For mining M&As, Chao said Chinese companies should clarify their targets and learn how to choose. "You should make it clear why and for what use you buy it or invest in it.

"For small and medium companies, mineral resources development is an extremely high risk business as it's capital intensive."

Several large state-owned companies have made progress in overseas mining acquisitions this year.

In the most recent deal, the state-owned iron ore trader Sinosteel Corp won approval late last month from Midwest Corp's board to buy out the Aussie ore prospector after sweetening its offer.
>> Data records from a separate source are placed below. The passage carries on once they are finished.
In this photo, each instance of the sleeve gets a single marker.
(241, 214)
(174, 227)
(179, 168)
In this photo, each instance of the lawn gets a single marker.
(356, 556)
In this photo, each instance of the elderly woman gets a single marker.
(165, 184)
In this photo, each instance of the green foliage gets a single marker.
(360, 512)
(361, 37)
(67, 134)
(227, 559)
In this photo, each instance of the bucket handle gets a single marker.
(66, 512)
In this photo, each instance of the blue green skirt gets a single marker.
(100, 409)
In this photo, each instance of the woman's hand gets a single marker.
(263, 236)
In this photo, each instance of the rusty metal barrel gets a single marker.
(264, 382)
During the course, Sinosteel successfully turned a hostile offer to a friendly one, and Midwest's directors have recommended shareholders accept Sinosteel's revised offer.

The new offer values Midwest at A$1.36 billion (US$1.31 billion) that could lead to the largest overseas takeover in the metals industry by a Chinese company. The takeover has won the approval of Australia's Foreign Investment Review Board.

But purchases have become more difficult.

An Australian newspaper reported last month that at least 10 Chinese companies have withdrawn foreign investment applications to buy into Australian resource companies after pressure from the Australian government.

A Sinosteel official in Beijing also said to his knowledge several other Chinese companies' applications to buy into Australia's resources sectors have been deadlocked since early this year.

"Some were asked to resubmit applications especially after Sinosteel made some progress in its Midwest bid. Then they have to wait for a longer time," said the official who declined to be named because he is not authorized to speak to media. "I think Australia is tightening."

Although Australia's resources minister Martin Ferguson has reportedly said no Chinese firms had been told to withdraw applications in mining purchases, he stressed "as China makes investments, some will be rejected, some will be changed to meet our national interest test."

Deloitte's Chao said developed nations typically have their own systems to avoid foreign capital which would hurt national interests and that's the same case for China. "One should always make it clear what is the goal. To reach that goal, it is not necessary that you must buy something."